How does the pill affect the bc risk overall?

Our family risk and genetics, sadly what we didn't know earlier but pass on to my daughter who already had her share of bad luck:

DH (adopted) had prostate cancer at 48 which is also hormone driven, possible link to BRCA 1 and 2 from what I read?
I had bc at 41 (or possibly 40)

My sis had colon cancer at 48
My mom had bc at 67 (probably earlier).
Her mom (my grandma) had kidney cancer.
Then I have a maternal aunt (my moms sister) with leukemia
uncle (my moms brother) with glioma

as well as a lot of female cancers and colon on great gand father's side (thinking he must have passed something like lynch syndrome/HNPCC) due to both of his wifes each having had kids with same cancers)...if it was one of the wifes, only one part of the family tree would have gotten it.

Sis is getting tested per my pushing for lynch syndrome, they/docs 'forgot' 2 yrs ago when she was dxed, they had to get tumor tissue now, but it takes a while....
Even if she doesn't have it (like with the wifes other kids, 2 out of 3 kids of each family got cancer)...meaning I could have it and pass it on?

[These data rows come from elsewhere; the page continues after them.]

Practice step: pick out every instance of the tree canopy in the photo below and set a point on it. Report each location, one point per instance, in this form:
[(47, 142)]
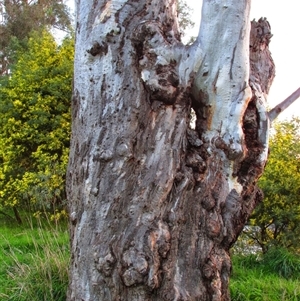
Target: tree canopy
[(35, 124), (277, 218), (20, 17)]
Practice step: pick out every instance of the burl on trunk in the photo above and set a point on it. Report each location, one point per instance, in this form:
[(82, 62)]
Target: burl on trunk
[(155, 205)]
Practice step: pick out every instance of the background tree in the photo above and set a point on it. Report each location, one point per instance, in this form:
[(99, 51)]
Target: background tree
[(20, 17), (35, 125), (277, 218), (154, 205)]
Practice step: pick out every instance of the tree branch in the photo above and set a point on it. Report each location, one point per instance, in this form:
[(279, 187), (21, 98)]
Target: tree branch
[(273, 114)]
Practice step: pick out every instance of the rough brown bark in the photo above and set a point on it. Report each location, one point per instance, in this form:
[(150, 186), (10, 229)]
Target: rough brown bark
[(155, 205)]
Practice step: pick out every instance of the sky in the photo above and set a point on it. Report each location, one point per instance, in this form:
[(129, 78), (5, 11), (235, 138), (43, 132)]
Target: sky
[(283, 17)]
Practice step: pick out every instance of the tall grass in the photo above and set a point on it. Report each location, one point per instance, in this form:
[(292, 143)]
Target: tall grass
[(272, 277), (34, 264)]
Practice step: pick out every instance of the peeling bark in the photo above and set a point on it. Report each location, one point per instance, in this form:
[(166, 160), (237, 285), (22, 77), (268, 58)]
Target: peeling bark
[(155, 205)]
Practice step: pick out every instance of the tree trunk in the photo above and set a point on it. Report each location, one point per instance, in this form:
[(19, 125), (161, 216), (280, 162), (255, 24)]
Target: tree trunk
[(156, 205)]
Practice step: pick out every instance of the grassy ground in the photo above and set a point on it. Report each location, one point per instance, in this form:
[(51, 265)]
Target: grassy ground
[(275, 277), (34, 262)]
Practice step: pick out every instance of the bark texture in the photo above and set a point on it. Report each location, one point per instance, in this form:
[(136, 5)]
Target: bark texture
[(156, 205)]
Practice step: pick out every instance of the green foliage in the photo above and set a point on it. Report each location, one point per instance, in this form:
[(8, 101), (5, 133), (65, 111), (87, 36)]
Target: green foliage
[(184, 16), (35, 125), (34, 263), (282, 262), (20, 18), (277, 218), (259, 279)]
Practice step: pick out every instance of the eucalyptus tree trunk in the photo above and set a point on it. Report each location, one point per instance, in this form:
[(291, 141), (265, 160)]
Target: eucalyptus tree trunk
[(155, 205)]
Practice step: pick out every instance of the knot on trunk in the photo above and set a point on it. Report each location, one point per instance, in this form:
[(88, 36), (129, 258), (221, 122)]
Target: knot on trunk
[(104, 264), (136, 267), (157, 62)]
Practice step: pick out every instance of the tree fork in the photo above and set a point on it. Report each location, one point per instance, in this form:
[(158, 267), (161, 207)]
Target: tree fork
[(155, 205)]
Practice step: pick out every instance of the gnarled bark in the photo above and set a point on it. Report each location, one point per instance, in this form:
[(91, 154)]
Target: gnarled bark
[(155, 205)]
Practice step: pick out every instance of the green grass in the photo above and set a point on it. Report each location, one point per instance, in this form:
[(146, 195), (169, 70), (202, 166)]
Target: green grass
[(274, 277), (34, 262)]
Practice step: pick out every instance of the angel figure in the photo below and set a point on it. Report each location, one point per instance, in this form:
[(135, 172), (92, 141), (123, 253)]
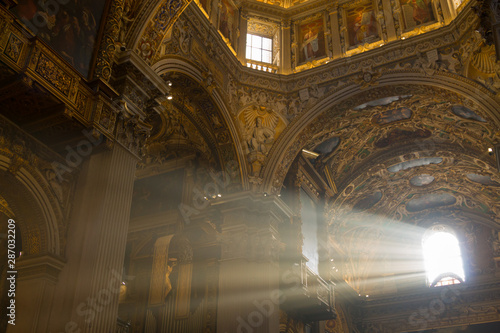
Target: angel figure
[(262, 133), (168, 283)]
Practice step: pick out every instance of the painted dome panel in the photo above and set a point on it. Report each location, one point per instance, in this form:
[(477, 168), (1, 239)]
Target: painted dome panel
[(485, 180), (422, 180), (367, 202), (430, 201), (327, 146), (466, 113), (414, 163), (381, 102), (391, 116)]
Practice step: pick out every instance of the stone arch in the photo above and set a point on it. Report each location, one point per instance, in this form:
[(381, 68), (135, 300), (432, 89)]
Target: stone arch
[(303, 127), (177, 65), (40, 223)]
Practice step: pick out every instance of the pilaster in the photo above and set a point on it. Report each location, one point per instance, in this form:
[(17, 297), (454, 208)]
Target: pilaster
[(250, 248), (87, 293), (242, 38), (35, 287), (286, 56), (335, 29)]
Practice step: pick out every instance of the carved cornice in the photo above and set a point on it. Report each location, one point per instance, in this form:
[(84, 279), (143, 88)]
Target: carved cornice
[(109, 41)]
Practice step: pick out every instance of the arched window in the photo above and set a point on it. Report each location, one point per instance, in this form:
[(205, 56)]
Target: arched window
[(442, 257)]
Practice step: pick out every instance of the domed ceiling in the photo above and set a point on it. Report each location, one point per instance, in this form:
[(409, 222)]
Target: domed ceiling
[(401, 164)]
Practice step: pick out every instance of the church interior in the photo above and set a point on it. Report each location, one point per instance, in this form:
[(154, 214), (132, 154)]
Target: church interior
[(250, 166)]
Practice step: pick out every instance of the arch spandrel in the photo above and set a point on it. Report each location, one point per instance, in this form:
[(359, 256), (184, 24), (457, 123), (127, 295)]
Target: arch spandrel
[(201, 104)]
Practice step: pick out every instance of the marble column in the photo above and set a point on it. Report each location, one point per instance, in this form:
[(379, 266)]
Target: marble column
[(242, 39), (286, 55), (249, 296), (88, 288), (335, 31)]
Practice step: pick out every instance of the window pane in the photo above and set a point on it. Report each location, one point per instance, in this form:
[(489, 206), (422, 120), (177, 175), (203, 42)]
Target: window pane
[(267, 44), (267, 56), (442, 256), (249, 40), (256, 41), (256, 55)]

If birthcontrol is okay with bc risk which I think DD really has, are there some that are better (estrogen wise) than others?
And what are your thoughts on Accutane? Is there any correlation with bc risk?
I feel like I am feeding my kid to the wolfes, one leg at the time....she's not dating but 18 and very responsible, maybe we should try Accutane without the pill?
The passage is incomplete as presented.